Court Opinion

ID: 8651040
Source: CourtListenerOpinion
Date Created: 2022-11-24 20:25:55.522099+00
Date Added: 2024-06-11T16:56:32.540365
License: Public Domain

RUSSELL, Judge
(concurring in part and dissenting in part):
I concur with Judge Lane’s well reasoned conclusion that a portion of the convening authority’s action unlawfully vested discretion in the Commander of the Medical Treatment Facility (MTF). His exercise of this authority would be more than merely ministerial conduct. Consequently, that portion of the sentence cannot be affirmed.
Though I wholeheartedly agree with the reasoning of my brethren that leads them to find an unlawful delegation, I am concerned that their decretal paragraph reaches beyond the limits of that reasoning. In it, they havé swept away not only the action’s offensive delegating language, but also the remaining lawful portion of the convening authority’s precondition.
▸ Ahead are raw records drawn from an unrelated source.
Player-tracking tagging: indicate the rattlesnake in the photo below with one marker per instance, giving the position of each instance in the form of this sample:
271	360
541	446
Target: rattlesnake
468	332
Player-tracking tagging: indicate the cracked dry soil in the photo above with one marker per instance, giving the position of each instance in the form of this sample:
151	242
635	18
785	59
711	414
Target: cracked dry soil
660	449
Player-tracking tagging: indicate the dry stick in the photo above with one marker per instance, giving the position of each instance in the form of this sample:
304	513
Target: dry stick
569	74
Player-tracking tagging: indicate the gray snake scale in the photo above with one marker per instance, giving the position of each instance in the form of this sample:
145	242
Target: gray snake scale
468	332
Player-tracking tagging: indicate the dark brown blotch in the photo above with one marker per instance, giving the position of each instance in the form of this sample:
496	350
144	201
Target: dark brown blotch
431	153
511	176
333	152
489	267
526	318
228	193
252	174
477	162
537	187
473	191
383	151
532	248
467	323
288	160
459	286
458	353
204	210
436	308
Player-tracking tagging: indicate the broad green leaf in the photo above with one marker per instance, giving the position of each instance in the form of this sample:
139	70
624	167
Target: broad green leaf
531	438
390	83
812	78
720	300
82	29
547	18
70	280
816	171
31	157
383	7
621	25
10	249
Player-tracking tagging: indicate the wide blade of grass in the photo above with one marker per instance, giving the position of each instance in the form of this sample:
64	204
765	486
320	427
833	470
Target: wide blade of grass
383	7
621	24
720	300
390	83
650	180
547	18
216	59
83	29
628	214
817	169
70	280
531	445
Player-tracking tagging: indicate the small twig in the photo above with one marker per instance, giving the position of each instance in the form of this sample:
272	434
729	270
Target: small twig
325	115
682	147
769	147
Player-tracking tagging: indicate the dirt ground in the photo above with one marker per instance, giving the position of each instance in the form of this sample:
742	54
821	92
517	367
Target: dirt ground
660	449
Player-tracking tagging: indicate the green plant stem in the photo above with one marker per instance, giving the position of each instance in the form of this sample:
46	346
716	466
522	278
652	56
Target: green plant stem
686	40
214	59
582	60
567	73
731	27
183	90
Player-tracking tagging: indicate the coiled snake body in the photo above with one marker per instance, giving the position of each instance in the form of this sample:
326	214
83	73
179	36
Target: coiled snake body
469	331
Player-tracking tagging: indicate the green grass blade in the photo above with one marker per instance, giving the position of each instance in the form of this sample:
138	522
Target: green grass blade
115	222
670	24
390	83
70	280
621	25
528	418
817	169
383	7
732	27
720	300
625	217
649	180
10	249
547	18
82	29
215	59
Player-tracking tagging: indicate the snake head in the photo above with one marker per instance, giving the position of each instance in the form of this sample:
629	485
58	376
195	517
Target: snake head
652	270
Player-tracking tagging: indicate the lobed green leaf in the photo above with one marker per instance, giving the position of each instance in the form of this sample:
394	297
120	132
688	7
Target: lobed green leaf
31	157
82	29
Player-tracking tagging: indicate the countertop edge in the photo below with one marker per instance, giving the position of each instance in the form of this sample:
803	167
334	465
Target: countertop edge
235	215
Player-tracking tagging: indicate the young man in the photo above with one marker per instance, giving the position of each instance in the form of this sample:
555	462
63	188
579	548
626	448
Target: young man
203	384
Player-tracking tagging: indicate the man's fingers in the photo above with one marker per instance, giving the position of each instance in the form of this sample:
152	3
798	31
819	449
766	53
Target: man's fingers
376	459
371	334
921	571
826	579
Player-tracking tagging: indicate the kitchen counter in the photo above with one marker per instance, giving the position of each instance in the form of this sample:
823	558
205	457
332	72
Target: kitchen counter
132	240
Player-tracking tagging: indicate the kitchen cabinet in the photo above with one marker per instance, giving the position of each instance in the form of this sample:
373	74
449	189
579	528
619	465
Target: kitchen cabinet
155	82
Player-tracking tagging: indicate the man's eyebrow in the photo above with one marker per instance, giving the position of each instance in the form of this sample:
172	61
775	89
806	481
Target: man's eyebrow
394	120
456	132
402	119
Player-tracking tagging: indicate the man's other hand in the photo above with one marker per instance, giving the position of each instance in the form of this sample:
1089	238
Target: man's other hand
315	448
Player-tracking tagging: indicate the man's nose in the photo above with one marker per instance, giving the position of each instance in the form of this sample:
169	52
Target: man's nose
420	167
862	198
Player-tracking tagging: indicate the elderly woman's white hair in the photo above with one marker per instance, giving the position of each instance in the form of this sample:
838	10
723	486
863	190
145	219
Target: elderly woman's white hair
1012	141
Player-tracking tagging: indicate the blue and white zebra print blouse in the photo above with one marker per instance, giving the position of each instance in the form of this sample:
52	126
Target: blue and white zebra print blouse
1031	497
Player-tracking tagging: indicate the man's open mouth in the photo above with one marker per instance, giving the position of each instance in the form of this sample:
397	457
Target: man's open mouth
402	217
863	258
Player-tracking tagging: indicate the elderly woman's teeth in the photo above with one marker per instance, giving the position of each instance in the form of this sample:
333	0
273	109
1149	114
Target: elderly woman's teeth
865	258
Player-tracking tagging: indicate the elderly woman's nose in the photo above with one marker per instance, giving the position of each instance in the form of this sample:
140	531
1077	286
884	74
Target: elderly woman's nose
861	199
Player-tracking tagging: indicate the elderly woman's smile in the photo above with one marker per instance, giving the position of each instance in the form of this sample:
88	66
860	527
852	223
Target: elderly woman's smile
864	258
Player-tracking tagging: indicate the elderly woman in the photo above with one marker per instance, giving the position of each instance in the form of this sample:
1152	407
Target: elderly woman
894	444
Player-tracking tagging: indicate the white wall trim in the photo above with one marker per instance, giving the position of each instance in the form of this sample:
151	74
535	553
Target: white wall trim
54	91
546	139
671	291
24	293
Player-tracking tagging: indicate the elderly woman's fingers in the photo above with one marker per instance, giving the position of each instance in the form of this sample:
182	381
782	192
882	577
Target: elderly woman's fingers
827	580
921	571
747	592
Consequently, the appellant will be released from confinement and will have his bad-conduct discharge remitted without any guarantee of a good faith effort to maximize rehabilitative potential and minimize the risk of recidivism by enrollment in a sex offender program.
I find this case disturbing, but not because the appellant receives a windfall. The problem here is twofold. The decision ignores the convening authority’s highly informed determination that suspension would not serve the military sentencing purposes of rehabilitation or the protection of society unless the appellant first participated in a sex offender program. Secondly, it leaves the erroneous impression that a convening authority does not have the power’, as a means of risk reduction, to condition a suspension upon the requirement that an accused participate in a prescribed rehabilitation program; a convening authority clearly has such authority. *815United States v. Myrick, 24 M.J. 792 (A.C.M.R.1987); see United States v. Cowan, 34 M.J. 258 (C.M.A.1992).
In this case I would favor a more balanced approach that provides the intended clemency without invading the powers of the convening authority more than is necessary to eliminate his unlawful delegation of discretionary authority. If it is possible to give unambiguous effect to an appropriate and important condition affecting public safety we ought to do so. Specifically, I would use conditional language similar to that affirmed in Myrick to compose a more complete decretal affirmance:
The findings of guilty are affirmed. Only so much of the approved sentence as provides for a bad-conduct discharge, confinement for twenty-one months, and reduction to Private E-l is affirmed, but the execution of that portion of the sentence extending to the bad-conduct discharge and confinement in excess of time served is suspended for twelve months from the date the appellant is released from confinement, or two years from the date of the convening authority’s action, whichever comes soonest.1 At the conclusion of the suspension period, unless the suspension is sooner vacated, the suspended portion of the sentence will be remitted without further action. The suspension is conditioned upon the appellant’s prior participation in the sex offender program provided to eonfinees by the supporting Medical Treatment Facility.

. The somewhat convoluted provision setting the limits of the probationary period is designed to give effect to the convening authority’s intent without exceeding the limit established in AR 27-10. See n. 2, supra (Lane, J.).